Así recordé un fragmento, esta vez de ficción contemporánea, que me persigue desde la primera vez que lo leí. Fue escrito por el argentino Manuel Mujica Lainez, en el año 1982, pertenece a su libro El escarabajo, que tiene numerosas reediciones. Un fragmento sobre la eternidad y la muerte, de una belleza única:

Al fin logré verlos, y hoy pienso que lo debí al hecho de que los dedos de Khamuas se demorasen sobre mí, en la despedida. Fue aquel el regalo póstumo del mago, mi benefactor. Los percibí al comienzo, imprecisos, como siluetas de humo, oscilantes en la negrura, que paulatinamente, gradualmente, se definieron y concretaron, adoptando primero un tono azuloso, que también asimila esa experiencia a la que en el mar conozco ahora, y que después, con desazonante lentitud fueron adquiriendo unos matices más y más vivos, sin abandonar nunca la coloración diluida, descaecida, que se atribuye a los espectros.
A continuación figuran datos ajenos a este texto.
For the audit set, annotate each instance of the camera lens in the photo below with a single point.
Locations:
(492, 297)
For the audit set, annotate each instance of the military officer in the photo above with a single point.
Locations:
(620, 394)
Se presentaban de pronto, como si anduvieran de tumba en tumba, en los valles de la muerte, donde los distintos hipogeos reproducían sus imágenes y desfilaban, ligeros como soplos, de una cámara a la otra, hasta desembocar en la del sarcófago de rosado granito, donde de pie, pálida, translúcida, los aguardaba Nefertari. La reina se incorporaba al numeroso cortejo y daban la vuelta a la habitación, hasta perderse, rumbo a las restantes etapas de su viaje fantasmal. Era entonces cuando me rozaban. Ni una vez se detuvo Nefertari; ni una vez me habló, aunque sentí, al pasar, la levedad de su diestra querida. Se iban, abandonándome. Se iba la Reina, en medio de los dioses abigarrados, de cuerpos masculinos o femeninos y diversas cabezas: la humana, la del chacal, la de la vaca con el disco solar entre los cuernos, la del ibis, la del carnero, la de la leona, la del hipopótamo, la del gavilán, la del cocodrilo, la del gato, la de la rana y el babuino y el fénix y el pájaro y el escorpión y, por supuesto, la del escarabajo Khepri, que quizás acentuaba su presión al tocarme.  Se iban, mezclados, desordenados, pero casi sin rumores,  recortando suavemente un instante sus sombras sobre las paredes desde las cuales los acechaban otros dioses pintados, entre ellos estaba, inmensa, la Vaca engualdrapada, celeste madre del sol, que se meneaba con majestuoso ritmo. Al esfumarse, se intensificaban mi soledad, mi quietud y mi alta noche.  


Me dedicaba a vigilar, maravillado y despechado, hasta que a la larga me adormecía: quedaba así, como bajo un sueño hipnótico, tal vez durante meses, y al improviso, cuando ya imaginaba que para siempre la había perdido, la fabulosa comitiva tornaba a surgir, precedida por tenues susurros, y se repetía la escena de la Reina atenta, la Reina con su blanca túnica de ceremonia y un redondo vaso de vino en cada mano, la Reina que se sumaba a los dioses caminantes, a quienes probablemente se agregarían las demás reinas y los reyes sepultados en ambos valles, para cumplir el bisbisante recorrido de la necrópolis.  Aquí, lo único que hay es tiempo.